For each rendered resource (entity):

  1. Evaluate each parser's predicate — Does this parser apply to this resource?
  2. If the predicate matches: evaluate each pick rule — Extract ref definitions
  3. Build ref edges from the extracted definitions

Parser File Format

Parsers are defined in YAML files:

ref-parsers:
  - predicate: '<CEL expression>'        # When to apply this parser
    priority: 0                           # Higher wins; negative values behave like weak fallback ownership
    tag: [<tag>, ...]                     # Tags for all refs from this parser
    label: '<label>'                      # Label for all refs
    reverse: false                        # Reverse edge direction?
    pick:
      - cel: '<CEL expression>'          # Extraction rule (returns []RefDefinition)
        label: '<override-label>'        # Override parser-level label
        attributes: [<key:value>, ...]   # Additional attributes

Predicate

The predicate is a CEL expression that determines which resources this parser processes.

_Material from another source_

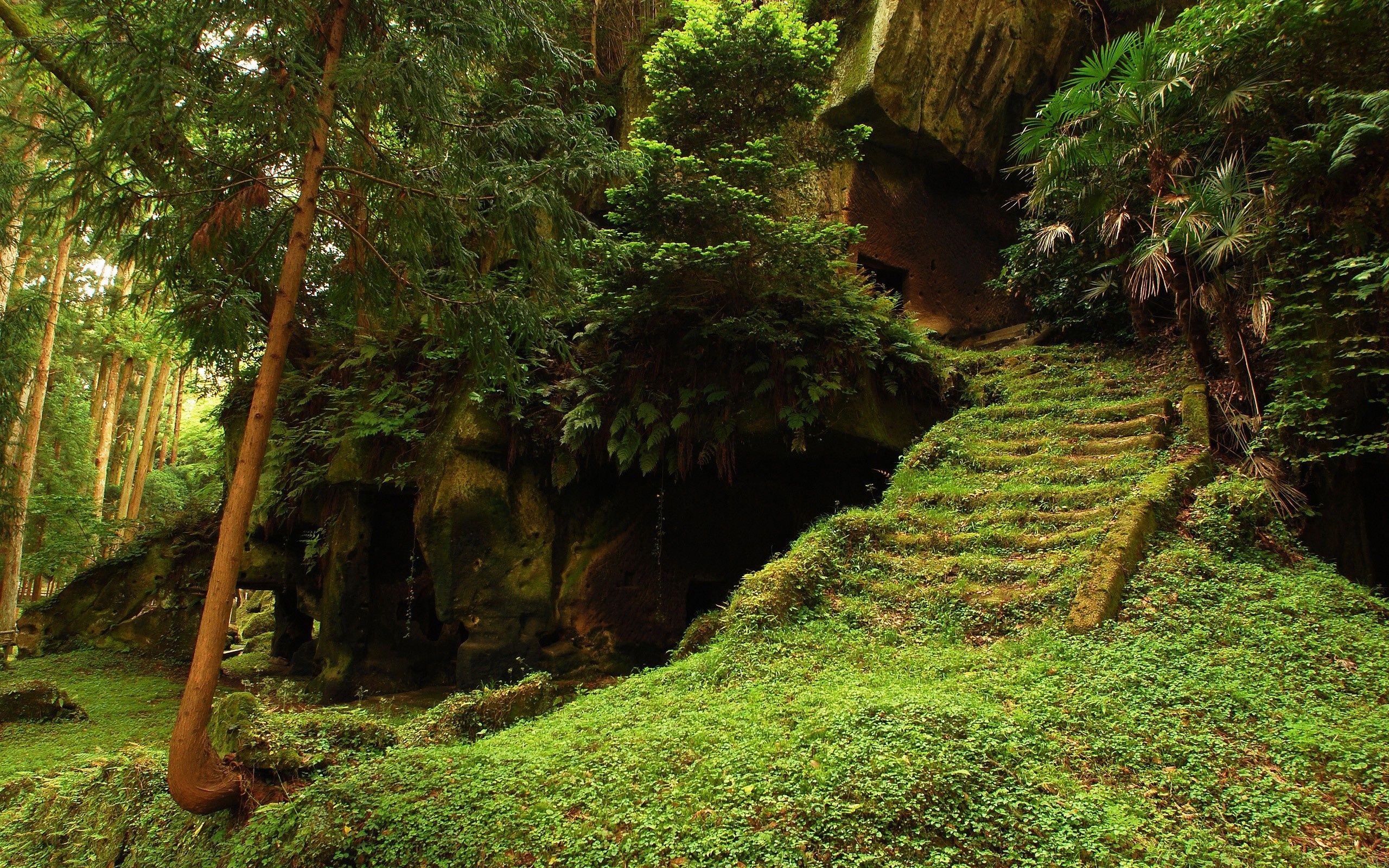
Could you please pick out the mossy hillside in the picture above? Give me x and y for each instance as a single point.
(1229, 716)
(125, 698)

It has access to all entity variables (gvk, kind, name, ns, etc.).

# Match all resources
predicate: "true"

# Match only Deployments
predicate: 'gvk == "apps/v1/Deployment"'

# Match resources with ownerReferences
predicate: 'has(entity.metadata.ownerReferences) && entity.metadata.ownerReferences.size() > 0'

The priority Field

priority controls how strongly a parser participates in ref-ownership matching:

  • 0 is the normal default strength
  • higher values win over lower values when multiple apps match
  • negative values only participate for still-untracked / cluster-only resources at that stage

For app-defined parser groups under global.hydra.refs, prefer placing priority on the group next to tag. That group-level value becomes the default for all contained ref-parsers, and an individual parser can still override it when needed.

Pick Rules

Each pick rule is a CEL expression that returns a list of RefDefinition objects using the refBuilder() API:

pick:
  - cel: |
      [refBuilder().outgoing(id(gvk, ns, name))]

refBuilder() API

refBuilder()                    → Start building a ref
  .incoming(endpoint)           → Create ref pointing TO this resource
  .outgoing(endpoint)           → Create ref pointing FROM this resource
  .label(string)                → Set the ref label
  .tag(string)                  → Add a tag
  .desc(string)                 → Set description
  .attribute(key, value)        → Add an attribute

Endpoint Functions

id(gvk, ns, name)             → Reference by resource ID
idString("gvk", "ns", "name") → Reference by string literals
ref(provider, value)           → Non-ID reference (external)

Example: Self-Reference

Every resource gets an incoming ref to itself (enables graph connectivity):

ref-parsers:
  - predicate: "true"
    pick:
      - cel: '[refBuilder().incoming(id(gvk, ns, name))]'

Example: Owner References

Extract dependencies from Kubernetes ownerReferences:

ref-parsers:
  - predicate: 'has(entity.metadata.ownerReferences) && entity.metadata.ownerReferences.size() > 0'
    reverse: true
    label: owner
    pick:
      - cel: |
          entity.metadata.ownerReferences.filter(o, has(o.controller) && o.controller).map(o,
            refBuilder().outgoing(id(o.apiVersion + "/" + o.kind, ns, o.name))
              .attribute("kubernetes:ownerController", "true")
          )

Example: Namespace Dependency

Every namespaced resource depends on its Namespace:

ref-parsers:
  - predicate: 'namespaced && ns != ""'
    label: namespace
    pick:
      - cel: '[refBuilder().outgoing(id("v1/Namespace", "", ns))]'

The reverse Flag

When reverse: true, the edge direction is stored inverted. This is used for ownerReferences where the child stores the ref but the logical direction is parent → child.